Haokun declined to comment. Baslam did not respond to a request for comment.
'GHOST FLEET'
Quds Force commander Qassem Soleimani, who was killed in a US strike in Baghdad in 2020, had set up a clandestine headquarters and inaugurated that year for the unit's oil smuggling activities, initially staffed by former oil minister Rostam Ghasemi, according to the intelligence documents.
Reuters could not determine where all the oil money funneled through the IRGC goes. The IRGC headquarters and day-to-day operations has an annual budget of around $1 billion, according to assessments from two security sources tracking IRGC activities.
They estimated that the IRGC budget for Hezbollah was another $700 million a year.
"Exact figures remain undisclosed, as Hezbollah conceals the funds it receives. However, estimates are that its annual budget is approximately $700 million to $1 billion. Around 70%-80% of this funding comes directly from Iran," Shlomit Wagman, former director general of Israel’s Money Laundering and Terrorism Financing Prohibition Authority, said separately.

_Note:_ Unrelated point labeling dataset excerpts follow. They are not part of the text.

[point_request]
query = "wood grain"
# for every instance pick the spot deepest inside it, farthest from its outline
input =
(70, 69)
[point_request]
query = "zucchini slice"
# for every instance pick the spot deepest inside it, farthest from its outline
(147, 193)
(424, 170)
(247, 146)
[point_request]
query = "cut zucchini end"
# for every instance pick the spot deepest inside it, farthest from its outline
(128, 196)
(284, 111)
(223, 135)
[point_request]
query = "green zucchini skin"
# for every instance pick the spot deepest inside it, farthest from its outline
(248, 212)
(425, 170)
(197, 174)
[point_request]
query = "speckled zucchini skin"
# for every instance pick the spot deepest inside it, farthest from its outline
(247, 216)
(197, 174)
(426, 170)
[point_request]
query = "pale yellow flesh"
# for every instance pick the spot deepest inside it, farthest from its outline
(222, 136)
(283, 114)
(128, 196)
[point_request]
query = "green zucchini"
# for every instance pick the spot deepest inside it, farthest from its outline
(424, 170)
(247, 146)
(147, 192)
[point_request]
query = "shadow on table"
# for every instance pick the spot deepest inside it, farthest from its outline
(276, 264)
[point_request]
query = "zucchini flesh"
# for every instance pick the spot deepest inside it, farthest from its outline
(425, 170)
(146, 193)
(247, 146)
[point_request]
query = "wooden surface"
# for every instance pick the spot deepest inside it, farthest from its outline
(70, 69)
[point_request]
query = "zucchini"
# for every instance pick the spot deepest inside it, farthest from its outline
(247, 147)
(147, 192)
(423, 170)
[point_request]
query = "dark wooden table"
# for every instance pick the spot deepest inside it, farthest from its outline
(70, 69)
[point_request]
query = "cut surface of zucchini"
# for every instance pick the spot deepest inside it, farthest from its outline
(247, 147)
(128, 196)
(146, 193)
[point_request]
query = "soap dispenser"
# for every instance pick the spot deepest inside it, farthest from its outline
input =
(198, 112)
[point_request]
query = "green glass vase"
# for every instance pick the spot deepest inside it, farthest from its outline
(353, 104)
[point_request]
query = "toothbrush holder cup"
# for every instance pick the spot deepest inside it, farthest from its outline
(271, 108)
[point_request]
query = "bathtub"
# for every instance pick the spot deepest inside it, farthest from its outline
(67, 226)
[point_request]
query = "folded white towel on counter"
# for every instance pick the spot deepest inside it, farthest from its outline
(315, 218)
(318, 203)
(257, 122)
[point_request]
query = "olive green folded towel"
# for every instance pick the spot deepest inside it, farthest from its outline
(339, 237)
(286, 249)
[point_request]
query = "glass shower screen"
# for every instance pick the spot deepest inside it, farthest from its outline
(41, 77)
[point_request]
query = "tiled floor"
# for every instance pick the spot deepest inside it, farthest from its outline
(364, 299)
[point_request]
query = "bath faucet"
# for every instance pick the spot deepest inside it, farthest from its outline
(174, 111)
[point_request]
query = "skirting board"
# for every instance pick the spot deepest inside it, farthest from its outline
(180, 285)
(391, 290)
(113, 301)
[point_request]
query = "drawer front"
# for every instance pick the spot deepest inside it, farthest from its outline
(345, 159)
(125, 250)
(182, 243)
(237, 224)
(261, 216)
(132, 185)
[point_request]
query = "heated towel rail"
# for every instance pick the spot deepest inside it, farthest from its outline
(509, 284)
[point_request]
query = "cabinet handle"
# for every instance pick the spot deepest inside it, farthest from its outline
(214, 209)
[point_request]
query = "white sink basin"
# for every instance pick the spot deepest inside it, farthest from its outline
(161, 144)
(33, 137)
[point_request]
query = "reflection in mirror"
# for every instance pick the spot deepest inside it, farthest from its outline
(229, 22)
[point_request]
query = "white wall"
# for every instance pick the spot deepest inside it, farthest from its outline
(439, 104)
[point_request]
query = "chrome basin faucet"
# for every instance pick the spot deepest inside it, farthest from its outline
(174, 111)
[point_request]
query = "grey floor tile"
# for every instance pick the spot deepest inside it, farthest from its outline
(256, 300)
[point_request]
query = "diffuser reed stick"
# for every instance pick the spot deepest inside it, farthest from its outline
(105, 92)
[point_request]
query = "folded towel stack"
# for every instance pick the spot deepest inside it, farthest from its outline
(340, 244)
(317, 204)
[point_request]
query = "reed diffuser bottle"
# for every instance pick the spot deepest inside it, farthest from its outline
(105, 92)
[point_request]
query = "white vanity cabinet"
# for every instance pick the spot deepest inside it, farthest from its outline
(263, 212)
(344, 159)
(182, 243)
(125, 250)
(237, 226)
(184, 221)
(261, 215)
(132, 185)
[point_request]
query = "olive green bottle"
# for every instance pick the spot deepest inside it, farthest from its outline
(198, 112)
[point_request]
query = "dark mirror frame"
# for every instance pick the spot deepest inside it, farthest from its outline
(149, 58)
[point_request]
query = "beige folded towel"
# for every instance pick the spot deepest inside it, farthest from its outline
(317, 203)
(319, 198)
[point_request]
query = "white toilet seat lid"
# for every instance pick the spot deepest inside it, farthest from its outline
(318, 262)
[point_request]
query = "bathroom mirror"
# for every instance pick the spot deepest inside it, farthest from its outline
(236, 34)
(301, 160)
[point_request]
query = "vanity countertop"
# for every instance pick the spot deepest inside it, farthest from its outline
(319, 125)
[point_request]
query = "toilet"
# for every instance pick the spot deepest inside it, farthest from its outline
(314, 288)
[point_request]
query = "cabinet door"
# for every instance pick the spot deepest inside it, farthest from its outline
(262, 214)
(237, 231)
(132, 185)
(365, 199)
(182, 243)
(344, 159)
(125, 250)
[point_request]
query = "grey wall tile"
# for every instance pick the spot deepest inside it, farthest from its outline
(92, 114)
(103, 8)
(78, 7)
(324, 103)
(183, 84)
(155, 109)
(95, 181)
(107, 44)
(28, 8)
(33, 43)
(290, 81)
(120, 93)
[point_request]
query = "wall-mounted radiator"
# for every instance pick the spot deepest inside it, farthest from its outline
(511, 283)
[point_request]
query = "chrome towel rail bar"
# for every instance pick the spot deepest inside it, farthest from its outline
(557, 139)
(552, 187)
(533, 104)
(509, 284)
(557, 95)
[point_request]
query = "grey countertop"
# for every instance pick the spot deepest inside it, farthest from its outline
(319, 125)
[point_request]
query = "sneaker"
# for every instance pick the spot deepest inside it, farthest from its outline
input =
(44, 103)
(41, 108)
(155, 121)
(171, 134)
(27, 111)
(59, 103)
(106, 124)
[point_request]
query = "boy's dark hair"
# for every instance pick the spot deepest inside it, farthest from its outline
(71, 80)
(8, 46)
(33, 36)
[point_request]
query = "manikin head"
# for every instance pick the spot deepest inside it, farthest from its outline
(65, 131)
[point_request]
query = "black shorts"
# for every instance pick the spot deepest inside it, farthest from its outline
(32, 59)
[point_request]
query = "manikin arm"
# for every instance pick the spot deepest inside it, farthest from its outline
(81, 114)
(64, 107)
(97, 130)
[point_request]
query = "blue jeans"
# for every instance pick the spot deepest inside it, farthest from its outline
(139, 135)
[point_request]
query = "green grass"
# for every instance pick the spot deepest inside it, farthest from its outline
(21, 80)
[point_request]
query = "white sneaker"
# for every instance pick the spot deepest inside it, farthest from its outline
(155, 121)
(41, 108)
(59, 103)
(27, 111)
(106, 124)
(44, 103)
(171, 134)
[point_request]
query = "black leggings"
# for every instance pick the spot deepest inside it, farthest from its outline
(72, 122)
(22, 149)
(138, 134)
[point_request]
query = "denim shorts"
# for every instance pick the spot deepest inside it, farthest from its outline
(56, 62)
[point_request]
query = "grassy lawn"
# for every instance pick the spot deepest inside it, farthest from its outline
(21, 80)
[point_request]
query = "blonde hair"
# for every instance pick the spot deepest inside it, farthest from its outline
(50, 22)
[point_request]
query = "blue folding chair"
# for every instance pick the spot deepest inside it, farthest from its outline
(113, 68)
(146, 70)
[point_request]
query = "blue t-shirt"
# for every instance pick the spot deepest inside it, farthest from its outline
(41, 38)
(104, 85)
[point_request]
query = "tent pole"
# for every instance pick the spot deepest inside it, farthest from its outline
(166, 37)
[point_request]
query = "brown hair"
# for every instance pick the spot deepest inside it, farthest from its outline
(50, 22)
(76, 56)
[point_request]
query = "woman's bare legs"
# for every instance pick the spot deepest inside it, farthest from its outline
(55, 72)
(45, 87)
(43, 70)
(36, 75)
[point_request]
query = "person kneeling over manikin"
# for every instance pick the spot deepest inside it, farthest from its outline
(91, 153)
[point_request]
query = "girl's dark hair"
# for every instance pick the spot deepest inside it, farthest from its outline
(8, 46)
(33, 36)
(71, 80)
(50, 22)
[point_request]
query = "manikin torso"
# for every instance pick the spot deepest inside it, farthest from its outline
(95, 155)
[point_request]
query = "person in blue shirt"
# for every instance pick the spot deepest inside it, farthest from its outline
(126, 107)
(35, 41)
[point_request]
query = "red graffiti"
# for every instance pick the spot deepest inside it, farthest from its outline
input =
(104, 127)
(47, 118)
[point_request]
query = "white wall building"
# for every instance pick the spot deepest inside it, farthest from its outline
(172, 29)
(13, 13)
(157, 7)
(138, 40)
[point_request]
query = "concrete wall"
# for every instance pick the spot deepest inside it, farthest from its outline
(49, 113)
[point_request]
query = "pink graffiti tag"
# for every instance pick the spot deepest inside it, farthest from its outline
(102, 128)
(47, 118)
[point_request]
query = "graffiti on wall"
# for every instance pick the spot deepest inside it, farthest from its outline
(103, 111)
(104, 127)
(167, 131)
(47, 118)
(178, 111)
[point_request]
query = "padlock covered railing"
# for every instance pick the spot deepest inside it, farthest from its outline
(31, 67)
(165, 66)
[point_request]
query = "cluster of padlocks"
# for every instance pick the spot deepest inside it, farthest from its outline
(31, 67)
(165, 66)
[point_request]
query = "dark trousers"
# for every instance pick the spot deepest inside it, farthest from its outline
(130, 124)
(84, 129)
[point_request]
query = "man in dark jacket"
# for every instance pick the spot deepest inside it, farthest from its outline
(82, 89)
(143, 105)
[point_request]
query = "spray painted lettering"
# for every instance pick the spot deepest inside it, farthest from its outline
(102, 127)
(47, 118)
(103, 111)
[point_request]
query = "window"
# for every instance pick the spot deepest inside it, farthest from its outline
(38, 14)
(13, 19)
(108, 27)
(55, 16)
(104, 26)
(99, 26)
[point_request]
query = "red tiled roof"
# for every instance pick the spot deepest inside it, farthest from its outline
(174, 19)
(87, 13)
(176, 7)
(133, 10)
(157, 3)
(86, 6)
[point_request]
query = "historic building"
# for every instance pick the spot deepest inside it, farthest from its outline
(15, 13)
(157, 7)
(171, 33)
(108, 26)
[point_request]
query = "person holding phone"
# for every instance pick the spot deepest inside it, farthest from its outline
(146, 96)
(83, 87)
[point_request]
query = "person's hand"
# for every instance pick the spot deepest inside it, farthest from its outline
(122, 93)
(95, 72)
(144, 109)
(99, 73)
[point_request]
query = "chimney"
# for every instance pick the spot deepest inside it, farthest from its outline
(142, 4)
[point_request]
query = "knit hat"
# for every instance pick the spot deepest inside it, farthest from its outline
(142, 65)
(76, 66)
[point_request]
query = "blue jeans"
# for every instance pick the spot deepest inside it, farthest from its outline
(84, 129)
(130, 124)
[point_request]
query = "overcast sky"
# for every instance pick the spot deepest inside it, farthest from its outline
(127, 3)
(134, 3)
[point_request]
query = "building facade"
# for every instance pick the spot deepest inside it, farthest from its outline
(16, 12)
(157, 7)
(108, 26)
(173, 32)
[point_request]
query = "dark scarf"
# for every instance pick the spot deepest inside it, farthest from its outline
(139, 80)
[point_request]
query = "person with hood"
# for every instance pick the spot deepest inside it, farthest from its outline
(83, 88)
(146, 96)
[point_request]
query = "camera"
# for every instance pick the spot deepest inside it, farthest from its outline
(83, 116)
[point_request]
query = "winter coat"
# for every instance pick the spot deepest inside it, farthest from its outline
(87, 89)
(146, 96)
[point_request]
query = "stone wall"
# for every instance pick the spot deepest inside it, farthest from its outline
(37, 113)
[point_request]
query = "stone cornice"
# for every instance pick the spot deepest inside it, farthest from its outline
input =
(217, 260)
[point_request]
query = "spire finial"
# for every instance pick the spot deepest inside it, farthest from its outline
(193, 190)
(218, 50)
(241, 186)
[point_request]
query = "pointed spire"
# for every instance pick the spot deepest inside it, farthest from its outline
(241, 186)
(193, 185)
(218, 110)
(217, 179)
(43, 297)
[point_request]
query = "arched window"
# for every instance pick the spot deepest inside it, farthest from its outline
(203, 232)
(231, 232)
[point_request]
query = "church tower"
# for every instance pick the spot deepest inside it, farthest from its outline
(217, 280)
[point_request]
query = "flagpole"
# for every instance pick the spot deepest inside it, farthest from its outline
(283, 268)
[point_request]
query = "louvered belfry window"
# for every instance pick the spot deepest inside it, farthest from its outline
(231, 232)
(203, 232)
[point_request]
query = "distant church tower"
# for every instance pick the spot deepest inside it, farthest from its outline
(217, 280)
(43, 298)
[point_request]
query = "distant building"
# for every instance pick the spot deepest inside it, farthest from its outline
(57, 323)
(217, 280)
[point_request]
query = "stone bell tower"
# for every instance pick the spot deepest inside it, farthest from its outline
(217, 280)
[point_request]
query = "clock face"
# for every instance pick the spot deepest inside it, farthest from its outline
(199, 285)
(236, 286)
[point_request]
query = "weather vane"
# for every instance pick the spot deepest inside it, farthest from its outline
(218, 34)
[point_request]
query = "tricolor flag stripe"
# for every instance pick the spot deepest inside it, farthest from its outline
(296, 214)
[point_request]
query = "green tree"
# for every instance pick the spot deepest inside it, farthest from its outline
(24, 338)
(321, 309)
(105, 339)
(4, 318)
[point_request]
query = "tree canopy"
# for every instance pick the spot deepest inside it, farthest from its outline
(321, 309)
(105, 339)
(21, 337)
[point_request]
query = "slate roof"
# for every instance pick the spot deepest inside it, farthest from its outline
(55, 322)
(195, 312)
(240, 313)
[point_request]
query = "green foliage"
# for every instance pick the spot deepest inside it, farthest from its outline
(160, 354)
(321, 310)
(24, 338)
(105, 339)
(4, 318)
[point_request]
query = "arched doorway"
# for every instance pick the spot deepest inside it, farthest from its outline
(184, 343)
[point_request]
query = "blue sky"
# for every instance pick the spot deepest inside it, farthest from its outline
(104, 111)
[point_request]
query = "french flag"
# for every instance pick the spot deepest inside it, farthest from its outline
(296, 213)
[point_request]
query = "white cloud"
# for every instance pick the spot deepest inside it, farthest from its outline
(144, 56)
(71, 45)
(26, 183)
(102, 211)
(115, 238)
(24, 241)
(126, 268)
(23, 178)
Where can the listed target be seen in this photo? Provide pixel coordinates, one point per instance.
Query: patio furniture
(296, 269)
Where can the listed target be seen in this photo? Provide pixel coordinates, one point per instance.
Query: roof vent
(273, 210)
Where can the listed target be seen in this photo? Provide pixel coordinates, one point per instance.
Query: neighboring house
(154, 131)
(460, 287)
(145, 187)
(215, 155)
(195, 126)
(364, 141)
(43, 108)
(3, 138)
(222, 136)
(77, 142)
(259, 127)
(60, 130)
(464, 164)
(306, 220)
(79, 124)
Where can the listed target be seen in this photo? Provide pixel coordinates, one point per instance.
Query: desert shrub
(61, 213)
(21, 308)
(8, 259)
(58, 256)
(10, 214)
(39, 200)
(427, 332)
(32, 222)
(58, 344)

Hezbollah did not respond to a request for comment.
The former Secretary General of Hezbollah, Hassan Nasrallah, who was killed in an Israeli airstrike, said Iran provided the group's budget, including for salaries and weapons.
Iran's main tanker operator NITC, which previously played a key role in exports, also now provides services to the IRGC.
It executes ship-to-ship transfers of Iranian oil onto vessels operated by the IRGC to ship crude into China, according to sources and ship-tracking data. Such transfers are common practice to help disguise the origin of the oil tankers carry.
NITC did not respond to a request for comment.
In August, Israel's National Bureau for Counter Terror Financing, part of the country's defense ministry, imposed sanctions on 18 tankers it said were involved in transporting oil belonging to the Quds Force.
In October, the US Treasury slapped sanctions on 17 separate tankers it said formed part of Iran's "ghost fleet", outside of NITC vessels. It followed up with sanctions on a further 18 tankers on Dec. 3.